Серайна, которую Стази стала называть просто Аней, быстро ввела ее в курс дела. Сюда, в Вюрцбург, свозились совершенно свободно владеющие немецким языком женщины – по преимуществу молодые – чтобы работать по обслуживанию массы концентрационных лагерей для пленных. С другими странами все давным-давно было определено и работало по накатанным схемам. Женевская конвенция, Красный Крест, католические организации…
– Но теперь машина дает сбой, – радостно пояснила Аня. – С востока течет такая река пленных, не регулируемая никакими правилами, что они в растерянности, они захлебываются!
Но то, что вызывало такую радость у бельгийки, тяжким камнем легло на душу Стази. Массы пленных означали поражение. Ходили слухи, что Ленинград практически сдан, на очереди Москва.
И действительно, поначалу работы было много, очень много. Август с его жарой слился для Стази в одну бесконечную пыльную дорогу по фильтрационным пунктам и солдатским лагерям. Вопросы, ответы, почти всегда одинаковые, море грязных, потерянных, жалких молодых лиц, ничего толком не понимающих. И только иногда Стази видела в толпе значительные лица людей около сорока, по сверкающим, с трудом гасимым глазам которых было ясно, что они все понимают: и что происходит – и что их ждет. Попадались и совсем мальчишеские, что горели неприкрытой ненавистью.

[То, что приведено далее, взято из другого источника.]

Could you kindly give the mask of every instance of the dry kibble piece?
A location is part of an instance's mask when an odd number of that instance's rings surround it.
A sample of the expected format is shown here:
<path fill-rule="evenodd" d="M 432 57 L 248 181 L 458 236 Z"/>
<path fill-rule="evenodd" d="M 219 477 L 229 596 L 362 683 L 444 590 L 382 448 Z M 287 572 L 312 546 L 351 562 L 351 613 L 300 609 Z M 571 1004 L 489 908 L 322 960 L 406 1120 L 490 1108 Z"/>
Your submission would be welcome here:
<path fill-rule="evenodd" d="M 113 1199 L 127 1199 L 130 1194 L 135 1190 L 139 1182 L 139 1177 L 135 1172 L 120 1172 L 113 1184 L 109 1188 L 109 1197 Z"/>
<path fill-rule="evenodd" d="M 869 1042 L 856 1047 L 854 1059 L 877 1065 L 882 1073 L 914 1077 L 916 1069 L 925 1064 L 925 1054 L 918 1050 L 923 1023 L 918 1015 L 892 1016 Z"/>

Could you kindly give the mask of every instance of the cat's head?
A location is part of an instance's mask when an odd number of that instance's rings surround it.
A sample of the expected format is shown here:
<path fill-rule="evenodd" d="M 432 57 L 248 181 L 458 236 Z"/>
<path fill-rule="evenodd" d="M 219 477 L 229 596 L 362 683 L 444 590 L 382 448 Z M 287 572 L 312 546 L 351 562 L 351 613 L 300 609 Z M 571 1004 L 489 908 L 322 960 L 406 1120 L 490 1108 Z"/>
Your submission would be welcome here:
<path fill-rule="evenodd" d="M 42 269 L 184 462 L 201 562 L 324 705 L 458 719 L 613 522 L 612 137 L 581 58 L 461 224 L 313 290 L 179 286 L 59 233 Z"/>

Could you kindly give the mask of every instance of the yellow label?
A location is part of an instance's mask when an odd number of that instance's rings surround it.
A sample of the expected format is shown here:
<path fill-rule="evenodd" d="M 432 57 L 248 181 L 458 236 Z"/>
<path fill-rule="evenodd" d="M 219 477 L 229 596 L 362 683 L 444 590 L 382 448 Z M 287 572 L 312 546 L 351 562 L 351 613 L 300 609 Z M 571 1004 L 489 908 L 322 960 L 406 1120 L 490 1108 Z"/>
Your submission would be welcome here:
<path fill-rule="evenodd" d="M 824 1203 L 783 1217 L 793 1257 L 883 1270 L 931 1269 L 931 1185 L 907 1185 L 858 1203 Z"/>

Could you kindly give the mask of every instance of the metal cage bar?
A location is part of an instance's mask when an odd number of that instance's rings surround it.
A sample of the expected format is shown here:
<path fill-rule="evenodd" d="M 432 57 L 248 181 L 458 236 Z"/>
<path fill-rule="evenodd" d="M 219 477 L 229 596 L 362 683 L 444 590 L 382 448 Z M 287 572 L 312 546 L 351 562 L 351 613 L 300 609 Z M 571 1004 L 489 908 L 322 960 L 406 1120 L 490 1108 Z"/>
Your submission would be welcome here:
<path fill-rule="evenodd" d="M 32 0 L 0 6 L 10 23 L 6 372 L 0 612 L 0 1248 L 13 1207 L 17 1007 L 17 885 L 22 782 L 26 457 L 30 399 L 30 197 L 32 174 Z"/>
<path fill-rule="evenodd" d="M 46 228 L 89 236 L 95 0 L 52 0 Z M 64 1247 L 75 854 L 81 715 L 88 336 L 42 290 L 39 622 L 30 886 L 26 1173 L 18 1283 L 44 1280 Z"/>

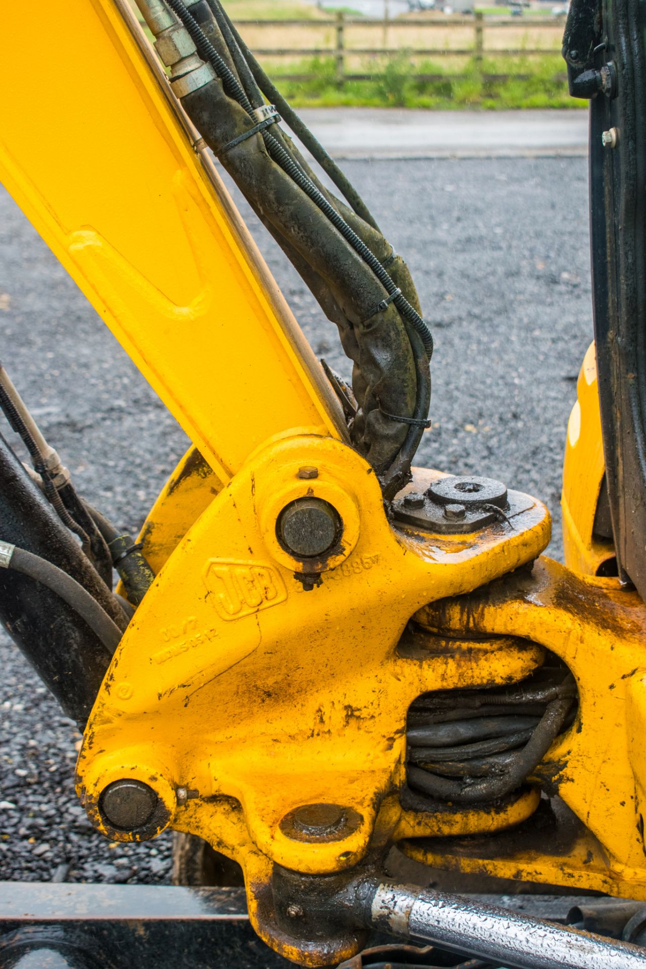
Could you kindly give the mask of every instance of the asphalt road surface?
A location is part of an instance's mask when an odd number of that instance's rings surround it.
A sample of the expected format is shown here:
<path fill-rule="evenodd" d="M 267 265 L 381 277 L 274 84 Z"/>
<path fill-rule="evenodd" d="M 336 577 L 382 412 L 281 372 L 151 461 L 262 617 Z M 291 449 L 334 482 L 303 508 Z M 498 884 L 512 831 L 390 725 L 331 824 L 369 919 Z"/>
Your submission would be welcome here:
<path fill-rule="evenodd" d="M 558 557 L 566 422 L 592 339 L 585 161 L 346 169 L 408 259 L 434 325 L 433 427 L 418 463 L 540 496 Z M 349 374 L 335 328 L 249 223 L 314 350 Z M 0 332 L 2 359 L 78 489 L 137 531 L 187 441 L 5 194 Z M 74 724 L 6 637 L 0 664 L 0 879 L 167 881 L 168 836 L 117 846 L 93 831 L 73 791 Z"/>
<path fill-rule="evenodd" d="M 299 114 L 334 158 L 588 154 L 588 110 L 580 108 L 536 111 L 309 108 Z"/>

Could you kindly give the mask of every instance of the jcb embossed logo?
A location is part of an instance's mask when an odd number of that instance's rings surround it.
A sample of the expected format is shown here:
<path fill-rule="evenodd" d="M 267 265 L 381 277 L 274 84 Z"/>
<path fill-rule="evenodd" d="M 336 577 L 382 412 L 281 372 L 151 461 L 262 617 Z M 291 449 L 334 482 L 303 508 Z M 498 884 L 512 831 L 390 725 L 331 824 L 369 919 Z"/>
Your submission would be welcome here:
<path fill-rule="evenodd" d="M 285 602 L 283 579 L 270 565 L 260 562 L 231 562 L 212 558 L 204 580 L 223 619 L 241 619 L 252 612 Z"/>

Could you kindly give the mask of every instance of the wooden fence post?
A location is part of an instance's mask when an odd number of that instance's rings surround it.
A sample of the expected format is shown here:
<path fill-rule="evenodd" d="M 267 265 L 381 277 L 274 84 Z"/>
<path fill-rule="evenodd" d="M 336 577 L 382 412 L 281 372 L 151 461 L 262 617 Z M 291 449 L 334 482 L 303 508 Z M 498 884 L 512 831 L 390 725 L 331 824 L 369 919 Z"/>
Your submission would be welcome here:
<path fill-rule="evenodd" d="M 477 61 L 482 60 L 482 54 L 484 52 L 484 31 L 482 29 L 482 20 L 484 19 L 481 11 L 476 11 L 474 21 L 476 27 L 476 39 L 474 44 L 474 57 Z"/>
<path fill-rule="evenodd" d="M 343 80 L 346 73 L 346 59 L 345 59 L 345 34 L 346 34 L 346 16 L 342 10 L 336 12 L 336 48 L 334 50 L 334 57 L 336 60 L 336 78 L 337 80 Z"/>

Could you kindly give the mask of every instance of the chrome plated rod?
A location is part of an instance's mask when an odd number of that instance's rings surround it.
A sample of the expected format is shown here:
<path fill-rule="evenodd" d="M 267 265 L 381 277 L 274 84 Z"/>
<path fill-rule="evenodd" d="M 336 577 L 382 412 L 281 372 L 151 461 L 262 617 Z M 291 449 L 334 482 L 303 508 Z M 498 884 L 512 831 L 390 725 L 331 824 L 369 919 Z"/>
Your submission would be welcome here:
<path fill-rule="evenodd" d="M 646 949 L 461 895 L 376 880 L 360 894 L 375 928 L 509 969 L 646 969 Z"/>

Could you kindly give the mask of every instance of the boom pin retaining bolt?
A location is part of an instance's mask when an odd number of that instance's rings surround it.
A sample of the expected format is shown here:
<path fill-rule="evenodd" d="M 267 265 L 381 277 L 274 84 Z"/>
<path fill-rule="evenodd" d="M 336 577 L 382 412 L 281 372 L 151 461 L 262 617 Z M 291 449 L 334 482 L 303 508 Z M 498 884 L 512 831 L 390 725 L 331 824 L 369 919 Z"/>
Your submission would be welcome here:
<path fill-rule="evenodd" d="M 278 537 L 298 558 L 318 558 L 336 544 L 342 525 L 338 513 L 321 498 L 297 498 L 278 519 Z"/>
<path fill-rule="evenodd" d="M 121 780 L 108 785 L 101 795 L 99 810 L 111 828 L 135 831 L 152 819 L 157 803 L 157 795 L 147 784 Z"/>

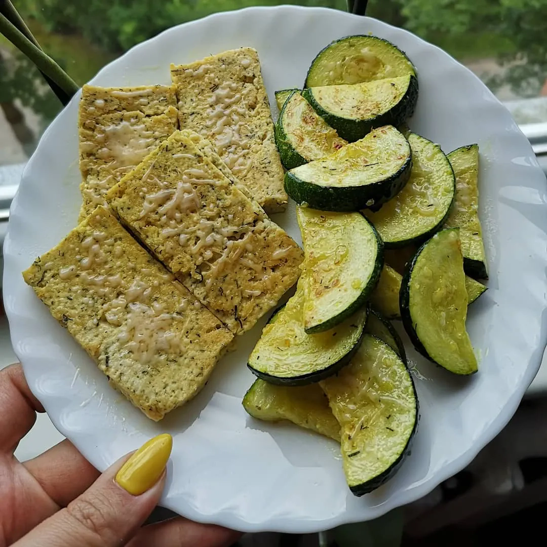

А ночами Стази сидела, раскачиваясь на кровати, накручивая до боли волосы на висках, и с тоской твердила названия котлов или просто местностей, откуда брались эти пленные. Киев, Гродно, Демянск, Палдиски, Красногвардейск, Смоленск, Ржев, Пушкин… Боже мой, Пушкин! И все же им повезло: последнее, что они видели, была не тинистая река, заросшая осокой, а вечная бирюза Екатерининского собора!
Прибавилось и переводчиц. Появилось несколько француженок, впрочем, державшихся особняком и даже пользовавшихся определенными привилегиями, польки и даже одна американка, уж непонятно каким образом оказавшаяся в Европе да еще и в плену. Впрочем, Стази и Серайна подозревали, что она доброволка. Правда, Кристе приходило огромное количество посылок со всевозможными консервами, о существовании которых Стази никогда даже не подозревала, и американка щедро делилась с товарками. Прибыла и еще одна советская, тихая и красивая украинка, с огромными испуганными глазами, дочь степного колониста из немцев. Она молчала и всегда стояла или ходила по дортуару – сидеть на кроватях днем, как в тюрьме, было категорически запрещено – словно застывшая, глядя куда-то в себя.